Recently I've encountered 2 instances which are in a VPC that have time drifted issue. What I've noticed is that the time servers does not have * and + prefix compared to another instance with accurate time in the same autoscaling group.
“+” – Good and a preferred remote peer or server (included by the combine algorithm)

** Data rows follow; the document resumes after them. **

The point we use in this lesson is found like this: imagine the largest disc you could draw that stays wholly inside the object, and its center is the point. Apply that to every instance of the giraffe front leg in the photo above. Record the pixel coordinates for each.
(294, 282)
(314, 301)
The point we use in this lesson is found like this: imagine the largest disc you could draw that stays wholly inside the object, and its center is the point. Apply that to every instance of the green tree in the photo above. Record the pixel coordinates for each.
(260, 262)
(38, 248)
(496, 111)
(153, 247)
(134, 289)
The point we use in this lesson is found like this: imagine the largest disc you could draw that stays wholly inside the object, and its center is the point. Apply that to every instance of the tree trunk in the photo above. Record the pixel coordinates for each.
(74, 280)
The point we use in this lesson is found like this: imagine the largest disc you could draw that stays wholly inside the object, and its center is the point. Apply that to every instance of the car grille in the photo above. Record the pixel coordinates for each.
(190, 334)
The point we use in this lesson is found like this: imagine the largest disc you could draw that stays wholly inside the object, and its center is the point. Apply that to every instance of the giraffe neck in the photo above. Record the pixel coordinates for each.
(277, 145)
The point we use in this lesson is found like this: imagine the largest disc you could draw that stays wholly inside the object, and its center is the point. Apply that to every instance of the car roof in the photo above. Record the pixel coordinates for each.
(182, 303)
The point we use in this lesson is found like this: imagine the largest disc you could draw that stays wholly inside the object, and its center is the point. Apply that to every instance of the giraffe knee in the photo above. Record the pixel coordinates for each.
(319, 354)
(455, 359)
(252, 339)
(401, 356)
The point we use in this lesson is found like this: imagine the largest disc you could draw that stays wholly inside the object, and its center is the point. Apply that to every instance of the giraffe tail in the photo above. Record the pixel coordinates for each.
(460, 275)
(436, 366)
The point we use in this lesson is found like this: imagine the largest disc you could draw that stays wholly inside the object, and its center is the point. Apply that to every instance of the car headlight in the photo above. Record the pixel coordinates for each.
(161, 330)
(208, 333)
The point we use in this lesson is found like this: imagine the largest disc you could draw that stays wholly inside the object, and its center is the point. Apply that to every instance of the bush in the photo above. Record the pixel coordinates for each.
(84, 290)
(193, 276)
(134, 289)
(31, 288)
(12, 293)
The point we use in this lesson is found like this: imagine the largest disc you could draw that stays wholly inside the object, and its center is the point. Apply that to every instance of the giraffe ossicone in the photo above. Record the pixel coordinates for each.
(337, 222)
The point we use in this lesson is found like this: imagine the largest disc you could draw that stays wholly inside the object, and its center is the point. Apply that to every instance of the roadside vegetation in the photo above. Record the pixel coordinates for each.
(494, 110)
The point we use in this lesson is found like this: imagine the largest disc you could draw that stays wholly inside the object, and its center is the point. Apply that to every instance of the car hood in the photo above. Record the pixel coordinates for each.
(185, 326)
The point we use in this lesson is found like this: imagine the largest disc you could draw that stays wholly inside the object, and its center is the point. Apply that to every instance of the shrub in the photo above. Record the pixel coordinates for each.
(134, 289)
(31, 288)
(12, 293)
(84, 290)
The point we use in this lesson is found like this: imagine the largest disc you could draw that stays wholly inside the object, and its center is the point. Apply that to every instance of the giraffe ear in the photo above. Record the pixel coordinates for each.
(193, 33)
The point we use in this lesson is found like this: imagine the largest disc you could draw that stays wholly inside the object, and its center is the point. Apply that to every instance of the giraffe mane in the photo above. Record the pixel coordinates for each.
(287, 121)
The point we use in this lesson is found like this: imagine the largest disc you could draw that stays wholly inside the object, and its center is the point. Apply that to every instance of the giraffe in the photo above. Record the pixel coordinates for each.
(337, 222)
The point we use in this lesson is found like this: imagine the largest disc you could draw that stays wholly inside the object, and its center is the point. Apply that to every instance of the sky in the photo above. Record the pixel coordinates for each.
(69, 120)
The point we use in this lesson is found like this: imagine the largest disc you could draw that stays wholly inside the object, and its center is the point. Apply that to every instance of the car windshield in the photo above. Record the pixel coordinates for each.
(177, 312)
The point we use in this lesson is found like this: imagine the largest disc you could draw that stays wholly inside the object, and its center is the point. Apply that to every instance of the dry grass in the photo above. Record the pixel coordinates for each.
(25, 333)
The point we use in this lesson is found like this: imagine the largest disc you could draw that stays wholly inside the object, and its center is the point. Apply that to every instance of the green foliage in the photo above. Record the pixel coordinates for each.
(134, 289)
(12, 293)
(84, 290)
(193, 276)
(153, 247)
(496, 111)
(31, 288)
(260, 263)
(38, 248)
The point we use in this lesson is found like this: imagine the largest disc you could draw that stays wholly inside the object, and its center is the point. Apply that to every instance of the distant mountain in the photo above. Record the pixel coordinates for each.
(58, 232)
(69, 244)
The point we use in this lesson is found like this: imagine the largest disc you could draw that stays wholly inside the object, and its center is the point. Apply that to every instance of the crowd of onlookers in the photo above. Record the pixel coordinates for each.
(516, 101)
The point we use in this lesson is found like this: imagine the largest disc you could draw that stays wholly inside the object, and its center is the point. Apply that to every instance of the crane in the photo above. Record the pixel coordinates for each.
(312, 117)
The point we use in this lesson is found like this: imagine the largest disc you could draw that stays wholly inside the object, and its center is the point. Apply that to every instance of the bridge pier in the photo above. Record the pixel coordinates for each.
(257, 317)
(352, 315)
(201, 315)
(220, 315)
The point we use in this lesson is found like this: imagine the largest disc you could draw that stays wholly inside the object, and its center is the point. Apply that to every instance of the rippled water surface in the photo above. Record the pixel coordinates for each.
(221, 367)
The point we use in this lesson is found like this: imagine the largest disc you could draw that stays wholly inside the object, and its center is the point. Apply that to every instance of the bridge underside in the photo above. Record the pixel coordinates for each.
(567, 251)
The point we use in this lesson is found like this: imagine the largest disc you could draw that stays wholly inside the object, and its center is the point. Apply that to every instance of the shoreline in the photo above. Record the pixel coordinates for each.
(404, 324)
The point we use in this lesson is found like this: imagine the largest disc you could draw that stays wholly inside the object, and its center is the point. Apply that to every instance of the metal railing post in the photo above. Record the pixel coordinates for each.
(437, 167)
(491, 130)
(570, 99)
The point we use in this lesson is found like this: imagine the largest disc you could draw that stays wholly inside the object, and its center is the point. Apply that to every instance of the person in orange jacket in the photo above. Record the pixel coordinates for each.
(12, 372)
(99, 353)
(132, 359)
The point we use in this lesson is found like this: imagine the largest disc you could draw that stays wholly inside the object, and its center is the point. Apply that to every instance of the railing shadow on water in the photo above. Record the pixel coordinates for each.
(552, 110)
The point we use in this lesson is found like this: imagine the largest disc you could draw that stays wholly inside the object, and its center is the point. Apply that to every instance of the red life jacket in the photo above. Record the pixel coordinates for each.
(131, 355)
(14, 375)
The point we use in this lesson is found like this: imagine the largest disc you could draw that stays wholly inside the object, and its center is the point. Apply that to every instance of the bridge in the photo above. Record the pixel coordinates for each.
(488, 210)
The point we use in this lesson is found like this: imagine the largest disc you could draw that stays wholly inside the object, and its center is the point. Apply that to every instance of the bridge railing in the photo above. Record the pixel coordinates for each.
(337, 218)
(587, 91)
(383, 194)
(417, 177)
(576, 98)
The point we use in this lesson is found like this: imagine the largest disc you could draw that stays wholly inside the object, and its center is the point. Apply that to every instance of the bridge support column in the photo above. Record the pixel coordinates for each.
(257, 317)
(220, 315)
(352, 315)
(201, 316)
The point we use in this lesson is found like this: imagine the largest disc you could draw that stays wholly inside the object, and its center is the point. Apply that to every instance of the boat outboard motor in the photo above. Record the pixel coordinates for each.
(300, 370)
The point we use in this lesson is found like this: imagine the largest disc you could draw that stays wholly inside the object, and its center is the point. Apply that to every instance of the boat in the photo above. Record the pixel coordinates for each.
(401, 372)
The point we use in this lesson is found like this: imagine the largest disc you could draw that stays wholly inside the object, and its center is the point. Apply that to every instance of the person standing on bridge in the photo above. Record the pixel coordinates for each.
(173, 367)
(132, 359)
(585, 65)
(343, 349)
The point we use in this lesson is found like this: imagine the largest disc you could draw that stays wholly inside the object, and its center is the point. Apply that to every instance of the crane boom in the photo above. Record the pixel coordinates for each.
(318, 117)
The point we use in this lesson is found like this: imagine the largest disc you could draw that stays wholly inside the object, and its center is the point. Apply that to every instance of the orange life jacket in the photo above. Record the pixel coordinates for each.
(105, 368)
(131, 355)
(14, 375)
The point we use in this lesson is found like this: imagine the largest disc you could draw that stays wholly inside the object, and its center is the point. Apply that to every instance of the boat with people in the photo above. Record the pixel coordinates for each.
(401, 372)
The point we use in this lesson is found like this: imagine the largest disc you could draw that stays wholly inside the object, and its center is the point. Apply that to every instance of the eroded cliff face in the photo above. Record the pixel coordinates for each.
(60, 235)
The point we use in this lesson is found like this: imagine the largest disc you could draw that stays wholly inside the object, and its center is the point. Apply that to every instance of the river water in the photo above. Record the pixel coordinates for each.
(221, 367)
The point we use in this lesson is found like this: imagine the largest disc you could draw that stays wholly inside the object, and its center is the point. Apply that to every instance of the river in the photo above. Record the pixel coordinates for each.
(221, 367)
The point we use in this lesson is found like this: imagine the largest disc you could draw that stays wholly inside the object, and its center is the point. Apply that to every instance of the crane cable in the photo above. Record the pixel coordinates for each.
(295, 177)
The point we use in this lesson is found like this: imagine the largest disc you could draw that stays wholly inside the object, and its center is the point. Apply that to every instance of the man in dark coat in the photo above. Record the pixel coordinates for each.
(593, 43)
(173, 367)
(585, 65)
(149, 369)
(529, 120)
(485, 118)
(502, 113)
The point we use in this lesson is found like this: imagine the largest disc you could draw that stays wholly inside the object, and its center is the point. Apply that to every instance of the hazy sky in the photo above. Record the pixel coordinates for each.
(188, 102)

“*” – The remote peer or server presently used as the primary reference
EC2 instance where time has drifted
$ ntpq -p
remote refid st t when poll reach delay offset jitter
==============================================================================
y.ns.gin.ntt.ne .STEP. 16 u - 1024 0 0.000 0.000 0.000
ns1.unico.com.a .STEP. 16 u - 1024 0 0.000 0.000 0.000
saul.foodworks. .STEP. 16 u - 1024 0 0.000 0.000 0.000
b.pool.ntp.uq.e .STEP. 16 u - 1024 0 0.000 0.000 0.000
internalntpserver1. 10.68.10.1 8 u 815 1024 377 0.862 -477696 2391.53
internalntpserver2. 10.68.2.226 7 u 213 1024 377 1.755 -477012 1861.00
EC2 instance where time is correct
# ntpq -p
remote refid st t when poll reach delay offset jitter
==============================================================================
0.time.itoc.com .STEP. 16 u - 1024 0 0.000 0.000 0.000
a.pool.ntp.uq.e .STEP. 16 u - 1024 0 0.000 0.000 0.000
node01.au.verbn .STEP. 16 u - 1024 0 0.000 0.000 0.000
node02.au.verbn .STEP. 16 u - 1024 0 0.000 0.000 0.000
+internalntpserver1. 10.68.10.1 8 u 680 1024 377 1.551 -260.56 77.778
*internalntpserver2. 10.68.2.226 7 u 719 1024 377 0.631 -114.34 334.611
Restarting ntpd daemon fixed that but I can't find anything online as to what could have caused this behaviour.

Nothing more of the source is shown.